Quirks of Korean dating explained (4) Jealous of opposite-sex friends
Published : May 19, 2022 - 13:29
Updated : May 20, 2022 - 09:08

They say love is universal, but when it comes to dating culture, Korea has a different love language, according to five international couples that The Korea Herald interviewed. From love ‘confessions’ to matching outfits, here are some dating norms that set Korea apart. – Ed.

Jealous of opposite-sex friends

Some Koreans are particularly sensitive to their partner‘s opposite-sex friends, believing that men and women cannot be true friends and sexual attraction is bound to be involved at some point, according to the international couples interviewed by The Korea Herald.

(Clockwise from top) Lee Kyu-ho and his Canadian wife Sarah (Courtesy of Lee) / Kim Hyun-kyu and his German girlfriend Lara (Courtesy of Kim)/ Lee Chang-wook and his Swedish girlfriend Linnea (Courtesy of Lee) / Lee Ru-bin and her Lithuanian boyfriend Paulius (Courtesy of Lee) / Aybuke and her Korean boyfriend Jeong-gyu (Courtesy of Aybuke)

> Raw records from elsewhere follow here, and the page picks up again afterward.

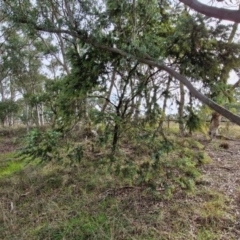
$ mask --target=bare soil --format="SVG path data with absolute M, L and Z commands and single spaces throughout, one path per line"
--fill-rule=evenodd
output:
M 222 144 L 228 148 L 221 148 Z M 229 209 L 236 222 L 232 229 L 240 239 L 240 141 L 214 139 L 205 149 L 212 163 L 204 165 L 202 173 L 209 188 L 229 198 Z

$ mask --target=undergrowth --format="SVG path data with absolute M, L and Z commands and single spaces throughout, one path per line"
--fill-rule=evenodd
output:
M 46 161 L 27 165 L 1 156 L 0 239 L 235 239 L 229 200 L 199 185 L 202 145 L 168 140 L 122 139 L 114 155 L 93 140 L 52 154 L 44 141 L 33 159 Z
M 217 239 L 232 224 L 220 194 L 163 199 L 107 172 L 87 161 L 75 168 L 47 163 L 1 179 L 0 238 Z

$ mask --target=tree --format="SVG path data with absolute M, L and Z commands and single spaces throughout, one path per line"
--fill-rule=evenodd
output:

According to a survey conducted by marriage consulting company Gayeon of 223 single men and women between Oct. 25 and Nov. 10 last year, 33.6 percent of respondents said “friends of opposite sex” is a major cause of conflict between couples, followed by “situations where partners are out of touch (22.9 percent).”

Indicative of the sensitivity of the issue, there was a heated debate online over an imaginary scenario in which a couple and their friends of the opposite gender eat a local Korean side dish. The hypothetical question was: “If your partner or spouse helps a friend of the opposite gender who is struggling to pick apart a single perilla leaf from the plate, would you be OK with it?” 

Comedian Lee Eun-ji and Kim Hae-jun talk about an imaginary scenario in which their partner or spouse helps a friend of the opposite gender who is struggling to pick apart a single perilla leaf from the plate during MBC‘s reality show “I Live Alone.“ (MBC)

Perilla leaves are often clumped together because of their thin layers, making it hard for even the most dexterous chopstick user to take just one leaf at a time. 

Friendship with a member of the opposite gender, however, isn’t a controversial matter in Germany, like it is in Korea, said Lara, a German who is dating a Korean man. 

“It’s not easy to find Germans being jealous of their lover’s opposite-sex friends. Couples hanging out with each other’s friends of a different gender is something common in my country.”

But some foreigners said it is also a sensitive issue in other cultures.

Linnea from Sweden said, “I got annoyed when I heard my husband's (Chang-wook) female co-worker being too friendly to him. Everyone, of course, has feelings of jealousy, but I think Koreans are less likely to admit that friendship between opposite sexes is possible.”